Teasing Gabrielle, Tiffany said, “This is not very romantic so far!”
Gabrielle patted her arm. “Well, no, Tiffany, it isn’t! Horace is a wonderful handler. Even Norman Axelrod admitted tha
t. Norman’s gripes about Horace had nothing to do with how Horace presented Isaac. But Horace is not the romantic type. What I’m leading up to is that I drove through this simply terrible rain to get to the show, which was in Portland, at some enormous convention center. Shows are so chaotic! I got up at four o’clock in the morning, and then I drove all the way there. Then I did have the sense to carry Molly. To keep her clean, of course. But she’d been in the car all that time, and she really had to go. And once I got indoors, there were these rows of pens with cedar shavings and so forth, and I thought, well, here are the potties! So I let Molly in one, only it turned out that they were private. And some dragon of a woman came charging at me. And poor Molly still hadn’t had a chance to relieve herself. So what could I do? I picked her up and took her outdoors again, and I put her on the ground. She ended up dripping wet, with her feet all muddy.”

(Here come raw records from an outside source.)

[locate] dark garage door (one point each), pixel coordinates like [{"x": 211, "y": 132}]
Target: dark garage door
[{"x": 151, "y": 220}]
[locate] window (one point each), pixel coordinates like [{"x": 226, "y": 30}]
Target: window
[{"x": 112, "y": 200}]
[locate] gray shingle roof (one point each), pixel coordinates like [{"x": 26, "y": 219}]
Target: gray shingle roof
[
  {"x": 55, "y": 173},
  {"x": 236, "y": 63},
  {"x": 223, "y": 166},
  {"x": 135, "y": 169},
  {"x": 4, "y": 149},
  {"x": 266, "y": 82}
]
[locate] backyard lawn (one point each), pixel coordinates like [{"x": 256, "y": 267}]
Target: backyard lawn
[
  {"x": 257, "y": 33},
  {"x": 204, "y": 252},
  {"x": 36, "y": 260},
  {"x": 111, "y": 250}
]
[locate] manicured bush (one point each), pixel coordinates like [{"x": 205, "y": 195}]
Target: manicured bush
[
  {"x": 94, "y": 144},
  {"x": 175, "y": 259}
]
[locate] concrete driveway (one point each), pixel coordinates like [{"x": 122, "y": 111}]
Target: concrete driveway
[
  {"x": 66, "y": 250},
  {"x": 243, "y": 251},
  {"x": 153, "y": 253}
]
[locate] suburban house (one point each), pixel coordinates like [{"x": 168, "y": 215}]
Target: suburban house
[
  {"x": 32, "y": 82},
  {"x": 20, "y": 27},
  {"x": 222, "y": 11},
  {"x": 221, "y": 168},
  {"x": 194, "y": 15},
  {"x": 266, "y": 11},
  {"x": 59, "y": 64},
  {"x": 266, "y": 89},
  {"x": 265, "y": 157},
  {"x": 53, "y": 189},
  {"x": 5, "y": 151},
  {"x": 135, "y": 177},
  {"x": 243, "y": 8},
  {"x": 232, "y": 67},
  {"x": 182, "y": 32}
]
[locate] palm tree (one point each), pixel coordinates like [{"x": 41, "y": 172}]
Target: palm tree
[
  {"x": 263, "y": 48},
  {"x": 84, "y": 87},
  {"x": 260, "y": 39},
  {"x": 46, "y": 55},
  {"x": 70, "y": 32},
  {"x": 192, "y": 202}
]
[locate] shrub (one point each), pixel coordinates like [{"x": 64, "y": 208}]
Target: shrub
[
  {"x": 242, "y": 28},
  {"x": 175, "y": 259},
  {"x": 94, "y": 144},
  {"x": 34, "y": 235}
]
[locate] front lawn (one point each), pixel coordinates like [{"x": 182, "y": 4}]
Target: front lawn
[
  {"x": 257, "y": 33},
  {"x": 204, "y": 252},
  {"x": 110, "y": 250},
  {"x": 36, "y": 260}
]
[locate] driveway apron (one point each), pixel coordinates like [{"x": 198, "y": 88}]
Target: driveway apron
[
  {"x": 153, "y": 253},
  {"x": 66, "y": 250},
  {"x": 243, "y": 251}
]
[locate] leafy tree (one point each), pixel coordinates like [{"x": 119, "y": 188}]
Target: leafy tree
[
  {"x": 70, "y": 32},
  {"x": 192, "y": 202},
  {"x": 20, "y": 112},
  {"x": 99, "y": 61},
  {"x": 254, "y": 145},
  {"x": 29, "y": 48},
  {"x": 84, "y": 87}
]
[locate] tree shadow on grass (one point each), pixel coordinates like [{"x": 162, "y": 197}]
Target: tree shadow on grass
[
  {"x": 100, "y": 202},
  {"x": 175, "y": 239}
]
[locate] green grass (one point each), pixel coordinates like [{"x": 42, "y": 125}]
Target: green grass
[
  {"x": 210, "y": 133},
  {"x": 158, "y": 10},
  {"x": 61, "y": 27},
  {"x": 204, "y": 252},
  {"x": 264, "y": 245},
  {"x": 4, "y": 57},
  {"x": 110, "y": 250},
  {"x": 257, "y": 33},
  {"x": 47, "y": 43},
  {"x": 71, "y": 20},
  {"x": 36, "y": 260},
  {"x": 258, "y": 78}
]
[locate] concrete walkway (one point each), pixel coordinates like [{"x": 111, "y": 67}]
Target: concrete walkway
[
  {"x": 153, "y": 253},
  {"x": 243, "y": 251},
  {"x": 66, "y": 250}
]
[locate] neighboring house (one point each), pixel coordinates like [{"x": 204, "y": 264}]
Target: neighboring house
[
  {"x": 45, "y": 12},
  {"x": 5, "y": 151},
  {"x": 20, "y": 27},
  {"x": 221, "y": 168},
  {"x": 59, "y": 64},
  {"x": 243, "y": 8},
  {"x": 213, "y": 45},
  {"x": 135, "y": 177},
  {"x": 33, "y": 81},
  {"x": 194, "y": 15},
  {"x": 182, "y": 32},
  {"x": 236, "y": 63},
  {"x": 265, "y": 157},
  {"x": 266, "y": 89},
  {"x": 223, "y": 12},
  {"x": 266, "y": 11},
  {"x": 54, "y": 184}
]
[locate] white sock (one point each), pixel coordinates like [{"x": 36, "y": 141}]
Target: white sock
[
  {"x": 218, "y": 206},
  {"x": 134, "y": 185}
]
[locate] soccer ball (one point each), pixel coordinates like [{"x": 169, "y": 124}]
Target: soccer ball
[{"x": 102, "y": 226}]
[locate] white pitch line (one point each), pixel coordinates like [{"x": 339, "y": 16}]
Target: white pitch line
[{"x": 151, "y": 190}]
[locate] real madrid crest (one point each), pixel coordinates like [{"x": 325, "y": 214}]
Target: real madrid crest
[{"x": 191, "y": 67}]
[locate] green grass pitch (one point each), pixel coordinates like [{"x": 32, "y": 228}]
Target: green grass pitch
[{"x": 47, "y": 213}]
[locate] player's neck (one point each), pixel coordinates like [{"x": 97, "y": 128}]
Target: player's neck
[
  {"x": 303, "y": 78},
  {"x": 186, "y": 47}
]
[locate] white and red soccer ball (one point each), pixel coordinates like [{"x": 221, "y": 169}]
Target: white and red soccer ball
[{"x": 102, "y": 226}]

“You have a great future with Harlequin,” Tiffany said. “This is getting more romantic by the second.”
“Isn’t it!” Gabrielle went on. “Well, it does now. You’ll see! So there I was, carrying Molly back inside, and she really was a mess. Meanwhile, I still hadn’t seen a sign of Horace Livermore. I asked four or five people, and they were about as helpful as that dragon woman with the private dog potties. So I thought, What am I doing here? This is not fun! And I turned around and tried to leave. Only it turned out that when I’d taken Molly out the first time, I’d lost the little piece of paper saying she belonged there.”
“The entry,” I supplied.
“Yes, the entry. You have to have it when you take a dog out of the building. To prove you’re not stealing the dog, you see, Tiffany. And I’d had it the first time, so I must’ve dropped it when I put Molly on the ground. The people at the exit were perfectly nice. They’re just ordinary people, volunteers. They weren’t going to have me arrested. But they were not going to let me take Molly home, either. They kept explaining some dreadful, complicated procedure. I was perfectly miserable.” Gabrielle paused. “And along came Buck Winter.” Her voice lingered on the name as if it were astoundingly famous and satisfyingly distinguished. And along came Winston Churchill. “Buck,” she continued, with a verbal caress, “knows everyone. He just swept us up—he’s a big man—and in no time, he had Molly on his grooming table—he has the most beautiful golden retriever—and he found Horace, and he made Horace handle Molly himself. And Molly went Winners Bitch and Best of Opposite.”